The ancient Quechua and Aymara cultures have used this Andean plant as a dietary staple for thousands of years, and still do today.
Quinoa is used some way in just about every meal – whether it is a salad, soup, porridge or even beer. Yes that’s right, quinoa beer is a thing. To top it off, it’s a delicious and cheap thing as well, with one of those delicious cold quinoa brews costing less than $2 USD a bottle.
And while on the topic of cheap and delicious things, now would be a good time to bring up the delectable existence of the almuerzo completo.
In Bolivia, as in most other Latin American countries, the main meal of the day is lunch.
For 12 Bs, you can sit down at a restaurant or market to a generously portioned two-course meal complete with soup, rice, salad, fried sweet plantains and your choice of meat – usually chicken or steak (thus the name almuerzo completo, or ‘complete lunch’).
Did I neglect to mention 12 Bs is about $1.75 USD?

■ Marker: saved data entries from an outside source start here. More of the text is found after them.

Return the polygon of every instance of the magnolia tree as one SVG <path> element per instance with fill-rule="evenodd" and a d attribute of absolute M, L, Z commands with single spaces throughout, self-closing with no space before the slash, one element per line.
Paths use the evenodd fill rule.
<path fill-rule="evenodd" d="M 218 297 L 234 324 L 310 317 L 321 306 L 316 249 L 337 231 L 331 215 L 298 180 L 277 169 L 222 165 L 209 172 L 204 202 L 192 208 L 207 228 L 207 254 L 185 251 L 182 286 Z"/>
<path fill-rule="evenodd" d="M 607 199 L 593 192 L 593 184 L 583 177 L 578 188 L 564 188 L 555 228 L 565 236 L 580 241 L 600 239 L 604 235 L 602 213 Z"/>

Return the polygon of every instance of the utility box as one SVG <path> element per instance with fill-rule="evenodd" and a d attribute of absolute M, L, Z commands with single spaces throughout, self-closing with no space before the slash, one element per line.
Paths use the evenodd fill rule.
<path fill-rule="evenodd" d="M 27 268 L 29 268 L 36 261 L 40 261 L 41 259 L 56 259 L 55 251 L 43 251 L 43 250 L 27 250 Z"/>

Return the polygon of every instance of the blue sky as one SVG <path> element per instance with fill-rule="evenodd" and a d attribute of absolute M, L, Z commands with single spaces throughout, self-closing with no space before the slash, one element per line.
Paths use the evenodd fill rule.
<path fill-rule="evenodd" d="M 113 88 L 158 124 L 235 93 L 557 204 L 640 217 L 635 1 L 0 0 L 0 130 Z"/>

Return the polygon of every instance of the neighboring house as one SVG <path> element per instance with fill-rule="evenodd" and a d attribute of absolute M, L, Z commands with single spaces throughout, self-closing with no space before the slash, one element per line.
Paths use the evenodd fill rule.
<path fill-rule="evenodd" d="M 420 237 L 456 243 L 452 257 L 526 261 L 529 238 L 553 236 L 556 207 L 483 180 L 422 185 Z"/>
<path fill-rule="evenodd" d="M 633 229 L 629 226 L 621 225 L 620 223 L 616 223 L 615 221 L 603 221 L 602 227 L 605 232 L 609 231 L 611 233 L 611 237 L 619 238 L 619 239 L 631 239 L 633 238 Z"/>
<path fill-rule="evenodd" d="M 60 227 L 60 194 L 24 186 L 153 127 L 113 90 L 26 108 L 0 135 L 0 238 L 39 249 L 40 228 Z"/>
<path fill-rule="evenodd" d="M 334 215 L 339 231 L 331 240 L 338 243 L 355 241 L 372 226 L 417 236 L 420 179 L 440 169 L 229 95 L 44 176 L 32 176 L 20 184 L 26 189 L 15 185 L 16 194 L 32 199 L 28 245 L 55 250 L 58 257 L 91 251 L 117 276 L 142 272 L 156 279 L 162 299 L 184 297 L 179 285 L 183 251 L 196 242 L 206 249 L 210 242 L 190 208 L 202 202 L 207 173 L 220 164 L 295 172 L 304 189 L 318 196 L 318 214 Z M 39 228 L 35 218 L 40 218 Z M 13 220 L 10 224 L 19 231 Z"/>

When people think of going to the Amazon, they think of jump off points like Brazil and Peru. But Bolivia also offers accessibility to what has been referred to as “the lungs of the planet.”
Trips to the Amazon, which are typically more affordable compared to Peru or Brazil, leave from the northern city of Rurrenabaque, where you have the option to choose between the Pampas or Jungle style tours.
Of course this is only a glimpse of the allure that is Bolivia – a place home to the highest capital city and airport in the world (La Paz), the former wealthiest city of the Americas (Potosí), various national parks with caves, canyons and mountains, and the famous female Cholita wrestlers.